We used microarray data from human carotid plaques included in the Gene Expression Omnibus database to study the correlation between IL1RAP and cytokines/chemokines in atherosclerosis for markers that were significantly affected in the Olink proteomics data and ELISA analysis. In line with the HUVEC results, we observed a positive correlation between the expression of IL1RAP and IL6, IL8, and MCP‐1, whereas a weak, but significant, correlation was observed for LIF and MCP‐3, in atherosclerotic plaque tissue (Figure 4A through 4D and 4G). A nonsignificant but borderline weak correlation was observed for CCL4 (Figure 4F), whereas OPG was not correlated to IL1RAP in atherosclerotic plaque tissue (Figure 4E). Together, this indicates that IL1RAP may be involved in an upregulated inflammatory process in the vascular wall during atherosclerosis.

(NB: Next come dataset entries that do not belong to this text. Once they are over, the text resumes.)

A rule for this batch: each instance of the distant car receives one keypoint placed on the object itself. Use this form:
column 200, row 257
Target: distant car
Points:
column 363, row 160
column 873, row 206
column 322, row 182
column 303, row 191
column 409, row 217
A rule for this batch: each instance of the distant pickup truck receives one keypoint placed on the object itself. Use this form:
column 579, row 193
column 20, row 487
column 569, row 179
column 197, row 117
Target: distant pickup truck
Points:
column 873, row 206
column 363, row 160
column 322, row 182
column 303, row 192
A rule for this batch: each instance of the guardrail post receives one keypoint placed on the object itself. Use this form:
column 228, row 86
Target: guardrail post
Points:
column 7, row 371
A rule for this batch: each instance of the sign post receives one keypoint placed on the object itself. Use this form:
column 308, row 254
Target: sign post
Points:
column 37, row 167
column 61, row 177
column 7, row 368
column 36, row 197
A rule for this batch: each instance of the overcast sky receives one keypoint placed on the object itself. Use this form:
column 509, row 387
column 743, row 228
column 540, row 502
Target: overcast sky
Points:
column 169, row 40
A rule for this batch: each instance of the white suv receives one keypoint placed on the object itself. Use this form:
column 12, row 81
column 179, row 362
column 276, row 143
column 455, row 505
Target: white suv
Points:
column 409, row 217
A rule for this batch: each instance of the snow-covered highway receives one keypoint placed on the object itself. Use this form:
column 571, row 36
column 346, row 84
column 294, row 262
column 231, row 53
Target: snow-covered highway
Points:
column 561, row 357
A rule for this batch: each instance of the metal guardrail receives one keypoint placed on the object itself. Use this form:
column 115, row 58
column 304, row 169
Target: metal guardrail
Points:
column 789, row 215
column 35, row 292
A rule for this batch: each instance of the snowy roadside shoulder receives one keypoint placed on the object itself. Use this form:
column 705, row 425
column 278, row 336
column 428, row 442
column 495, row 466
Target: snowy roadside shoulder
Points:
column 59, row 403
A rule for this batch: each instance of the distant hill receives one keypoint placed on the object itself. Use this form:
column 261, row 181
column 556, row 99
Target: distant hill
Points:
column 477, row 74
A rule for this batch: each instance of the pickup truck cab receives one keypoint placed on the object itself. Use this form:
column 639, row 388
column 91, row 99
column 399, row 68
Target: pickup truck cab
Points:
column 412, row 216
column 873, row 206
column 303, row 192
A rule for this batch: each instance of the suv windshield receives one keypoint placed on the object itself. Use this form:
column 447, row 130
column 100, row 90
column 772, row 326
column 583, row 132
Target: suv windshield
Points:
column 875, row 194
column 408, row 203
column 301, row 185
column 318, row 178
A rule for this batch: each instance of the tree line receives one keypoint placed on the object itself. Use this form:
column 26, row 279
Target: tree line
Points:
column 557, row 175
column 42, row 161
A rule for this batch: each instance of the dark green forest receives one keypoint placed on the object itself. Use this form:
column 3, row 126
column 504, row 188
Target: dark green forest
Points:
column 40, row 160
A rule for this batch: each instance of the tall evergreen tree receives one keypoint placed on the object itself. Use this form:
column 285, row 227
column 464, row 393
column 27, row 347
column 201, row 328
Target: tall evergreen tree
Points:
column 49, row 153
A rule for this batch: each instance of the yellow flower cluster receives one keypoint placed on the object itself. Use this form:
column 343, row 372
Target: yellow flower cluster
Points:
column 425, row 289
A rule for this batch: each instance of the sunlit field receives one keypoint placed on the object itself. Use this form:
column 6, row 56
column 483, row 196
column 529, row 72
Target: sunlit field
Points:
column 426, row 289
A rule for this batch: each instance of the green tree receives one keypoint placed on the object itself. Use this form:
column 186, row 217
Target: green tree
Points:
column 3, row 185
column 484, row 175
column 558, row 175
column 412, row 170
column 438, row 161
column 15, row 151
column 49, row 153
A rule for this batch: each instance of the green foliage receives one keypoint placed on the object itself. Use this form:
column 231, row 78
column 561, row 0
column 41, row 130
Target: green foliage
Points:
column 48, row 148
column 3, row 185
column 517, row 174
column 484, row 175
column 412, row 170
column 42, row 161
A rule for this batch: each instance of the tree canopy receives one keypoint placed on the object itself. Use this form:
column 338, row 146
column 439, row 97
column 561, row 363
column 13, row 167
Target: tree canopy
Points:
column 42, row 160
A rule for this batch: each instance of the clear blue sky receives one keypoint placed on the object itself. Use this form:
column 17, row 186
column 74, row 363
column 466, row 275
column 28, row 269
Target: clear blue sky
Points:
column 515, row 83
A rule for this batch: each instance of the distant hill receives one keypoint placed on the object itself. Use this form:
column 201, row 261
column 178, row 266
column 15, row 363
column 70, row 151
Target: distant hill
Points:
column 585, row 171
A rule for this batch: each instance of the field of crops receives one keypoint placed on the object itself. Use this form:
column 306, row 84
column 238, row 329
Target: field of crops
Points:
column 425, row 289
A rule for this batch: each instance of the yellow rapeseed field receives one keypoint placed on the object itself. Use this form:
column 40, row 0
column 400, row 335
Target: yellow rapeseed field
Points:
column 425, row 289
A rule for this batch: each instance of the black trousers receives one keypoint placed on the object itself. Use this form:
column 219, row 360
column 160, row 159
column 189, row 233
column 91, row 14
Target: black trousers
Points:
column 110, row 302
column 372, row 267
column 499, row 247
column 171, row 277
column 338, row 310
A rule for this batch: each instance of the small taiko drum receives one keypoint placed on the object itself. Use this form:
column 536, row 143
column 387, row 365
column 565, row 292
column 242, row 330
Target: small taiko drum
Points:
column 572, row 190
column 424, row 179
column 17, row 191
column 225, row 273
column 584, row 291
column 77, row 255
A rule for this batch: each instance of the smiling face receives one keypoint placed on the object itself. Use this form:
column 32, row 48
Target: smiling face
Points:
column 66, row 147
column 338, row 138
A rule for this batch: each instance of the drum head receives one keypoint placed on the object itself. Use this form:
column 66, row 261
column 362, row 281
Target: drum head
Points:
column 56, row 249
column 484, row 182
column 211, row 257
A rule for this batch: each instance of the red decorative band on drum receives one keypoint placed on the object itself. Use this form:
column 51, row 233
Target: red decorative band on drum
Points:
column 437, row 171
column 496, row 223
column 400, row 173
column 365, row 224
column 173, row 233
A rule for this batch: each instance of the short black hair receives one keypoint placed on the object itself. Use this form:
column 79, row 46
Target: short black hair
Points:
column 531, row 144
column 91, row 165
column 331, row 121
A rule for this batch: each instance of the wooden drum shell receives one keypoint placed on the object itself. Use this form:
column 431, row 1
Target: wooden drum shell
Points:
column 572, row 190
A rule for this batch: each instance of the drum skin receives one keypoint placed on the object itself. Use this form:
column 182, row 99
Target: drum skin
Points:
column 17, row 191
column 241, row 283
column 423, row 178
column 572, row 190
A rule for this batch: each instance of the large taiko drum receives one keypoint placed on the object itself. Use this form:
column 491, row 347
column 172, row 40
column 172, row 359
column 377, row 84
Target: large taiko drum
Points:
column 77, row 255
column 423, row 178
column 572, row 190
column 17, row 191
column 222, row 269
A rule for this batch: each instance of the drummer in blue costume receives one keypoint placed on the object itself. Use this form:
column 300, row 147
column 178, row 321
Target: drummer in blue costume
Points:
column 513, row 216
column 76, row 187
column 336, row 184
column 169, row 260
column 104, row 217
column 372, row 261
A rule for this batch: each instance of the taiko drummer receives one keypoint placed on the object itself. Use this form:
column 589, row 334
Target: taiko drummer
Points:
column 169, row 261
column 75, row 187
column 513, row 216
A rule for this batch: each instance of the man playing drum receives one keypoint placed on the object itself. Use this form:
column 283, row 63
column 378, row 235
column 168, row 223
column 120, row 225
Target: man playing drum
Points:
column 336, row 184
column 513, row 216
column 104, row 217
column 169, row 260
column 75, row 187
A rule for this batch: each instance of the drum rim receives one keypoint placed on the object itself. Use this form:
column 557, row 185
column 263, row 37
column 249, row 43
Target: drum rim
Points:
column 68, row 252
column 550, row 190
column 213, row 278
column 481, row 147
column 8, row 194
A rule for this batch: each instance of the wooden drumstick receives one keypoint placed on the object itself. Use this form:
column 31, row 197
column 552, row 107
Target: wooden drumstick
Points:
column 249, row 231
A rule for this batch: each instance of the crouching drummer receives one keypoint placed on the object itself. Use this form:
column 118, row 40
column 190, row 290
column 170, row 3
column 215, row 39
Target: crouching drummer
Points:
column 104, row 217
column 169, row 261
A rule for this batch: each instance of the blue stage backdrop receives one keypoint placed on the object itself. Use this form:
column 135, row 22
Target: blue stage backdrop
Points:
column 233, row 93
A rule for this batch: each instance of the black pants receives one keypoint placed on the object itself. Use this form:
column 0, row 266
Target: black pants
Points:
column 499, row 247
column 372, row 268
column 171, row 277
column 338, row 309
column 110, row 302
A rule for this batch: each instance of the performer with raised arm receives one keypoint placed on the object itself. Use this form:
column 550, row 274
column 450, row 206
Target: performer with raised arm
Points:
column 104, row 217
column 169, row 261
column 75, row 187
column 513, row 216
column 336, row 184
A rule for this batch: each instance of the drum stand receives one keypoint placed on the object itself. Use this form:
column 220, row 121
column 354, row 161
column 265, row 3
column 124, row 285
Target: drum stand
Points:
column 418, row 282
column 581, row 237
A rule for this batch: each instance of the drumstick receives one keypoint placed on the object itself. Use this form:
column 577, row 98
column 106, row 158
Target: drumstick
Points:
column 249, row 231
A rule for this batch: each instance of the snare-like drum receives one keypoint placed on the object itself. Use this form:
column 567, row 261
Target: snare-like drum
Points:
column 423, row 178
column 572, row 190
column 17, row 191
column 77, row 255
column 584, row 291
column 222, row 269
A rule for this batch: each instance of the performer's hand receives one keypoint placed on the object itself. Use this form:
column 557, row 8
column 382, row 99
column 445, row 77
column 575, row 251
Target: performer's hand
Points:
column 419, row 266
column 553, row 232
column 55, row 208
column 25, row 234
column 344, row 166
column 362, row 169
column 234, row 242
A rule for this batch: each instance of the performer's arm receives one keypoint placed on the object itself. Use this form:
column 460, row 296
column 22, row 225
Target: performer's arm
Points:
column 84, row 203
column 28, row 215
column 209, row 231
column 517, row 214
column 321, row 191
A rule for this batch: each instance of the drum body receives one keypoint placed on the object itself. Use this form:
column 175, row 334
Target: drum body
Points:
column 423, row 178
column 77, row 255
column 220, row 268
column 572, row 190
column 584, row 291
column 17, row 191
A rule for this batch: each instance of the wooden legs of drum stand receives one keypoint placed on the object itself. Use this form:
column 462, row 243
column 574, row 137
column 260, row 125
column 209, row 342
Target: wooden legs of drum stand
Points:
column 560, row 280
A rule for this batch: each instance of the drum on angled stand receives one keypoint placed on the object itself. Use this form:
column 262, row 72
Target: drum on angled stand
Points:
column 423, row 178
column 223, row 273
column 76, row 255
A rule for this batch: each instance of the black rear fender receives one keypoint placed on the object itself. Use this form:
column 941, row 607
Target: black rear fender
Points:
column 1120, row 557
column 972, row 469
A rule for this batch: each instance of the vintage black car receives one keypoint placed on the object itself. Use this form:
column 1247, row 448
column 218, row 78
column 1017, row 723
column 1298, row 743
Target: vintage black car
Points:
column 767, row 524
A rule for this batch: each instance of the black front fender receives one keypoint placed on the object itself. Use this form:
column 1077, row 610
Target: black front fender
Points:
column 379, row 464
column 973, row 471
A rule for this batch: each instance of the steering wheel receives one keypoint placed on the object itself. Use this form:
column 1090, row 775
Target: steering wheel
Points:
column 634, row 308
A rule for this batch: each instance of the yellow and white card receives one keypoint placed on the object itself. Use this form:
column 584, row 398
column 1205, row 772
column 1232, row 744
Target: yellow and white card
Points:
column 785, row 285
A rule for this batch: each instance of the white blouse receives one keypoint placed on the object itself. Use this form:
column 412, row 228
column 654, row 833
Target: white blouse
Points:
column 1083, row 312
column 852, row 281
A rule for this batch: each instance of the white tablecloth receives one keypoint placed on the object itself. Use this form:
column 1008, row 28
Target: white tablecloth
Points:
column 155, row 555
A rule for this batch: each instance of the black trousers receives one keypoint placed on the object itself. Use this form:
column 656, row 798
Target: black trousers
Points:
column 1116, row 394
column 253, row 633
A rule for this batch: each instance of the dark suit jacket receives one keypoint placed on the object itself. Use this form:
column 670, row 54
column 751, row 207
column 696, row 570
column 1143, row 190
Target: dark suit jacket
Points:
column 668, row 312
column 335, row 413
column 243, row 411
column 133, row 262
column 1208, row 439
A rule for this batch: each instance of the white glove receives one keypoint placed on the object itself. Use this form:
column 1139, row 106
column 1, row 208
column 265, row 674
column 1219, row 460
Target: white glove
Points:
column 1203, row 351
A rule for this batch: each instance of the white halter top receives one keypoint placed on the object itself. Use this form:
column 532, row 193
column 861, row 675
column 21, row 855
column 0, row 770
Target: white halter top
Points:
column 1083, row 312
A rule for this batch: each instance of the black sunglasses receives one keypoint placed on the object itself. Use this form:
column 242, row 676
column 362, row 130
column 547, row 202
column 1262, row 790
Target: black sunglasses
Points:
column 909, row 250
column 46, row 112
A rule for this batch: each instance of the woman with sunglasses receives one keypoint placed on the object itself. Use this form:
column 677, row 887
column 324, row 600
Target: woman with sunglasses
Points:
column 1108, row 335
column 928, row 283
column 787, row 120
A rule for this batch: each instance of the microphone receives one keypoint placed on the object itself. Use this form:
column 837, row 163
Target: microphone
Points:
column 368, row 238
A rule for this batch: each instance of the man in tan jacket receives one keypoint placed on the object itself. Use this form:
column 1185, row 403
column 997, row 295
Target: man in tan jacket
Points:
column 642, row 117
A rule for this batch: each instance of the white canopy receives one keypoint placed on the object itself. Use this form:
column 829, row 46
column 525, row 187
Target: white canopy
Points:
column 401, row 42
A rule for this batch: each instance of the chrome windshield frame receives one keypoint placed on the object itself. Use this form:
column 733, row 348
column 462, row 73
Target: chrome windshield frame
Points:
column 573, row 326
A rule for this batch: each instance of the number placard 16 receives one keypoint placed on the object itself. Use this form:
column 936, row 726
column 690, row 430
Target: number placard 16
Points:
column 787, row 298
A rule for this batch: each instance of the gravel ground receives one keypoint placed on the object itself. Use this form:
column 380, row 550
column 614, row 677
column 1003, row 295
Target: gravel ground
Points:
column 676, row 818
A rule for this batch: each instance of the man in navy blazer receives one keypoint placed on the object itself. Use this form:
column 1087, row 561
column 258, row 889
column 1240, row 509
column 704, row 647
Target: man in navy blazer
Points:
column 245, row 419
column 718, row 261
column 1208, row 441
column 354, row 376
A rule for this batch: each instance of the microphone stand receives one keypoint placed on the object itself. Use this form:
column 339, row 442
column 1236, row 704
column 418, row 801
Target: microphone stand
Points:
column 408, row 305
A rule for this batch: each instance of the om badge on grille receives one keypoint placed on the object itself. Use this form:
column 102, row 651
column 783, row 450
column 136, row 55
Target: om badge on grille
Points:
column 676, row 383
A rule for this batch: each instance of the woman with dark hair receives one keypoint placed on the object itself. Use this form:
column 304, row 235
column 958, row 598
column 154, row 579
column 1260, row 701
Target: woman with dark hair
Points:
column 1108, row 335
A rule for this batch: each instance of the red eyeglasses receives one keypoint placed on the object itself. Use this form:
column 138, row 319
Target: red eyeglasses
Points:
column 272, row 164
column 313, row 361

Figure 4. IL1RAP expression correlates to markers of inflammation in human atherosclerotic plaques.

Microarray data from the Gene Expression Omnibus database were used for correlation analysis of IL1RAP and (A) IL6, (B) IL8, (C) MCP‐1, (D) LIF, (E) OPG, (F) CCL4, and (G) MCP‐3 in human atherosclerotic plaque tissue (n=32 biological replicates).

Antibodies Targeting IL1RAP Inhibit Cytokine‐Induced Adhesion in HUVECs

Because vascular endothelial cells positioned at the lining of blood vessel walls are important for barrier function and cell infiltration between the circulating blood and the surrounding tissue, we further investigated if cell adhesion to HUVECs was affected by anti‐IL1RAP treatment.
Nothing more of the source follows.